Lately I have been feeling that I am constantly struggling against a strong current pulling me away from the work I want to be doing.
The current is composed of all the day-to-day chores of life, along with all the busyness of the holiday season, and the relentless tide of bad news about the state of our beloved planet and her living communities, from trees to fish to birds and bees.
The more I become aware of the dire ecological state of our planet, the more I want to devote myself to swimming against that current of devastation, trying to bring our planetary systems back into balance.
I want to do that work on the personal level, starting with my own life, and moving out into my community and the broader Earth communities in which we all live.
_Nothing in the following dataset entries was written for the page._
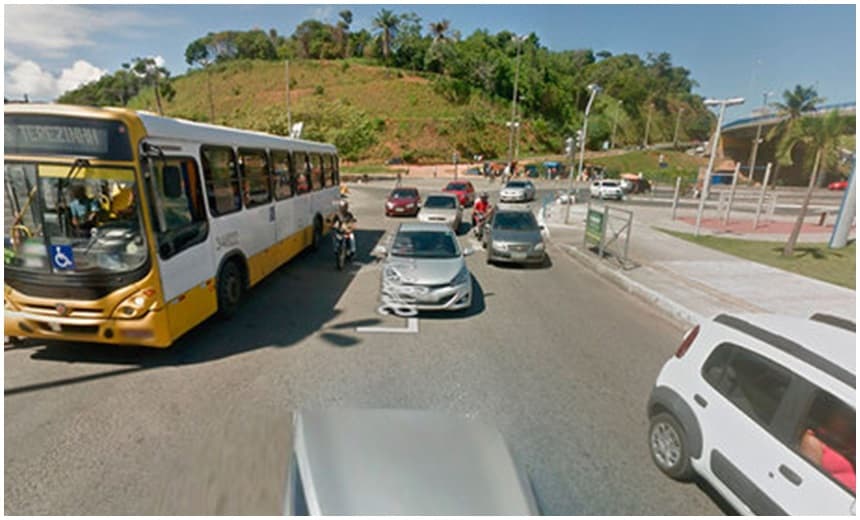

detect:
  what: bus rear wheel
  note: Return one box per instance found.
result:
[218,262,245,319]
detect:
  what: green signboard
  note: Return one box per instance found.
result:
[585,209,604,246]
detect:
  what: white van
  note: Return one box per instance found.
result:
[648,314,857,515]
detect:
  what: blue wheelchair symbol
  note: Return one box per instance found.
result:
[51,246,75,271]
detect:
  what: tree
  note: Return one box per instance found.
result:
[767,85,824,188]
[185,40,215,123]
[430,20,451,43]
[131,57,176,115]
[337,9,352,58]
[776,110,848,256]
[373,9,400,61]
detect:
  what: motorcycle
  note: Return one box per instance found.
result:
[472,212,487,240]
[334,226,352,271]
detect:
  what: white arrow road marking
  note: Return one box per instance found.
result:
[355,318,418,334]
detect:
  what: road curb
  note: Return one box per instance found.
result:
[539,205,704,328]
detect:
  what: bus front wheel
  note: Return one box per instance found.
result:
[218,262,244,319]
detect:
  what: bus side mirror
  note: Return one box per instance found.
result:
[161,166,182,199]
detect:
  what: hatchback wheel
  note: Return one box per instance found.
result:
[648,412,693,481]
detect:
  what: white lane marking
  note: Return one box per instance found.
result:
[355,318,418,334]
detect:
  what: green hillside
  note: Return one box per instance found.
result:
[129,60,516,162]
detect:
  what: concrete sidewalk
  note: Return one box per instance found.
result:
[539,204,856,324]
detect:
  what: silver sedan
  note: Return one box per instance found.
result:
[499,181,535,202]
[380,223,472,310]
[484,210,546,264]
[418,193,463,233]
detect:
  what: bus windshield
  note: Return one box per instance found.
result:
[3,162,147,275]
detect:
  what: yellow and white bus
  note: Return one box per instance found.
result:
[4,104,340,347]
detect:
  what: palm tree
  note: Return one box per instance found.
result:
[373,9,400,60]
[767,85,824,188]
[776,110,848,256]
[430,20,451,43]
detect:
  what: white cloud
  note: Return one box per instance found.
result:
[4,4,164,58]
[5,60,106,101]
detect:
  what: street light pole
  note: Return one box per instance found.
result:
[609,99,624,150]
[748,92,773,184]
[576,83,600,183]
[508,36,525,164]
[672,107,684,148]
[642,103,654,148]
[694,98,744,236]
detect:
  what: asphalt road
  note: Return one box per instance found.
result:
[4,180,720,515]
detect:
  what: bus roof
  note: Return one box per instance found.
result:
[4,103,337,153]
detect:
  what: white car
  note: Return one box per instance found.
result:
[647,314,857,515]
[499,181,535,202]
[591,179,624,200]
[418,193,463,233]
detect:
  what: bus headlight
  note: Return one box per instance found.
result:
[113,289,155,319]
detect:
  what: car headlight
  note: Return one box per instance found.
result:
[451,265,469,285]
[113,289,155,318]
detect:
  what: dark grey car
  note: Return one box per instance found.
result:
[483,210,546,264]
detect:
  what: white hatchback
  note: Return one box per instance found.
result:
[647,314,857,515]
[591,180,624,200]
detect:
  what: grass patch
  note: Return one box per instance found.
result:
[657,228,857,289]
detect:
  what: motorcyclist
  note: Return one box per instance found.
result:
[472,191,492,226]
[332,200,358,256]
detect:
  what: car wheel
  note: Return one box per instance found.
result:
[648,412,694,481]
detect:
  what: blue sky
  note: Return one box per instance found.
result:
[4,4,857,119]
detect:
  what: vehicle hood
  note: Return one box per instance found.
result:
[294,409,538,516]
[382,256,466,285]
[386,197,418,206]
[419,207,457,220]
[492,229,541,244]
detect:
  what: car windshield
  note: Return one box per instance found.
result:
[3,162,147,274]
[391,231,460,258]
[493,211,538,231]
[424,197,457,209]
[391,190,418,199]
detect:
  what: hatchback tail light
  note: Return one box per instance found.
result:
[675,325,699,359]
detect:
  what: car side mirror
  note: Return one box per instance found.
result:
[161,166,182,199]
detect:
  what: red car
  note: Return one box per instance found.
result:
[385,188,421,217]
[442,181,475,208]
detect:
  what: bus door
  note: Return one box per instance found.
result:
[147,147,217,337]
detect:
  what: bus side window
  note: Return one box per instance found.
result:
[311,153,323,191]
[272,150,295,200]
[239,149,272,208]
[200,146,242,217]
[153,158,209,259]
[295,152,311,194]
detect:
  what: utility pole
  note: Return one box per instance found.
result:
[642,103,654,148]
[284,60,293,135]
[672,107,684,148]
[747,92,773,184]
[609,99,624,150]
[694,98,744,236]
[577,83,600,179]
[508,36,525,164]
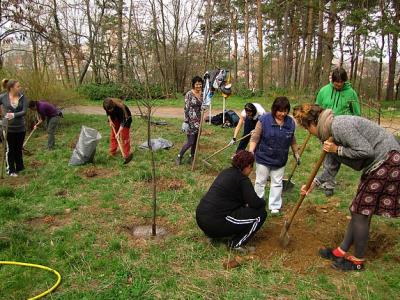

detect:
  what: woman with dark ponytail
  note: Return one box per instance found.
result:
[196,150,267,252]
[0,79,28,177]
[293,104,400,271]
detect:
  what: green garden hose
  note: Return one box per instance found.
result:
[0,261,61,300]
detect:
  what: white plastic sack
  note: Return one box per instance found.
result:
[139,138,174,151]
[69,126,101,166]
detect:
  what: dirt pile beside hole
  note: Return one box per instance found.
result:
[54,190,68,197]
[157,178,186,191]
[250,203,398,272]
[27,215,71,228]
[69,135,79,149]
[28,160,43,169]
[81,166,117,178]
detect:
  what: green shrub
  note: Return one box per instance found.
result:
[77,81,164,101]
[77,83,125,101]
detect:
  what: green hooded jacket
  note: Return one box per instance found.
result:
[316,82,361,116]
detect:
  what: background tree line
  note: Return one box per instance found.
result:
[0,0,400,100]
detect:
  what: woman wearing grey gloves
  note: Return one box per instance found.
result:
[175,76,203,166]
[0,79,28,177]
[293,104,400,271]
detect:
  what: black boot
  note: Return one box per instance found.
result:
[175,154,182,166]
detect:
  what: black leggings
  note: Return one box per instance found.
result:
[196,207,267,248]
[340,213,372,258]
[179,133,198,157]
[6,131,25,174]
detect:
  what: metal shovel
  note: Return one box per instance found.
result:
[22,127,37,148]
[1,118,8,179]
[282,133,311,191]
[279,137,333,247]
[202,133,251,167]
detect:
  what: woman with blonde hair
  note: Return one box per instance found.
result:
[293,104,400,271]
[103,98,133,164]
[0,79,28,177]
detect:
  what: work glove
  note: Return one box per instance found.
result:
[294,152,300,166]
[182,122,189,133]
[6,113,15,120]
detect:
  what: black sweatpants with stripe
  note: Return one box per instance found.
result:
[196,207,267,248]
[6,131,25,174]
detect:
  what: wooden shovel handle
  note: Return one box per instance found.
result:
[204,133,251,160]
[109,118,126,158]
[286,137,333,230]
[288,133,311,181]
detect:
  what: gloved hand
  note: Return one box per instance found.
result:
[182,122,189,133]
[6,113,15,120]
[294,152,300,166]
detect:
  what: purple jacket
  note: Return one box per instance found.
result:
[36,101,59,118]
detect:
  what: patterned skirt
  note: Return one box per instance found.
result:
[350,150,400,218]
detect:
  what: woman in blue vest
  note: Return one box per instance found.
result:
[249,97,300,214]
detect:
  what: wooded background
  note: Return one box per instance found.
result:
[0,0,400,100]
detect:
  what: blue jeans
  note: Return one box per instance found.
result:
[236,118,258,153]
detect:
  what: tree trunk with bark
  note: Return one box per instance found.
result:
[257,0,264,91]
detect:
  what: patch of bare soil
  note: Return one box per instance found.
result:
[28,160,43,169]
[69,134,79,149]
[54,190,68,197]
[251,203,398,272]
[157,178,186,191]
[81,166,116,178]
[137,177,186,192]
[27,214,71,228]
[0,174,30,187]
The climate issue, like no other in human history, has made our planetary connectedness clear. We must work together, from pole to pole, to solve the problem of climate instability that industrial civilization has wrought.
If we don’t get on in immediately, we may very well spiral into another Great Extinction, possibly soon enough for current generations of humans—me and my children and their children—to live and die through.
Faced with a negative reality of this magnitude, many of us tend to just turn away in numbed grief and try to ignore it because, sadly, “there’s nothing we can do about it.”
My own sense of being caught in a tidal current pulling me back from whatever it is I’m supposed to be doing may have a lot to do with the despairing feeling that whatever I try to do will not be enough.
But I have to do it anyway, and so do you.
Winter Solstice is the time of year when I try to retreat from the furious churning of life and recalibrate, retune, reflect.
How can I use the gifts I have been given to make a positive difference, moving outward from myself, my family and local community, to the larger circles of life I love?
My greatest gift and abiding passion has always been writing. As soon as I learned to write, I began writing stories and poems that celebrated the natural world and honored the spirits of the Earth.
As a 21st century writer, I have the ability to project my words and perspectives far beyond the confines of the old spiral-bound notebooks I used to keep as a child. I have the potential to engage in dialogue with people all across the globe, and if you’re reading this, so do you.
As a teacher, I have the ability to begin conversations with students about the difficult ecological crises that are already beginning to unfold, and the social and environmental injustices that they are spawning. I can offer students the tools and strategies for continuing these conversations across the globe through our amazing new digital technologies.
In the past year, without a great deal of focus on my part, my blog has been viewed more than 20,000 times by visitors from more than 130 countries around the world.
My little blog is just a very small drop in the great ocean of digital conversations, but even so, it is possible that some of those 20,000 readers came away with a new idea or an affirmation of their own thinking, or a challenge to their habitual perspectives, that could start a chain reaction among their friends and digital connections that could, seriously, change the world.
Rupert Sheldrake argues that “The fields organizing the activity of the nervous system are inherited through morphic resonance, conveying a collective, instinctive memory. Each individual both draws upon and contributes to the collective memory of the species. This means that new patterns of behaviour can spread more rapidly than would otherwise be possible.”
Sheldrake’s theory is exciting and controversial because if it’s true, it means that none of us has to be bound by the heavy burden of habit and cultural inertia, the industrial tide that seems to sweep us along so inexorably.
We have a choice. We can pick up our heads, think for ourselves, seek out others who also want to preserve the ecological health of the planet, and together use our great digitally connected human brain trust to steward and safeguard this planet, not destroy her.
Working together, we could, within a couple of generations, be swimming together joyously in an entirely different sea.
As the Earth wheels slowly back towards the Sun today, this is my steady vow: to keep my head above water, to reach out a hand to others who share my reverence for our beautiful planet and its magnificent life, and to give myself without reserve to the mission of building a strong interconnected movement dedicated to the shift into a sustainable, ecologically sound, joyful future.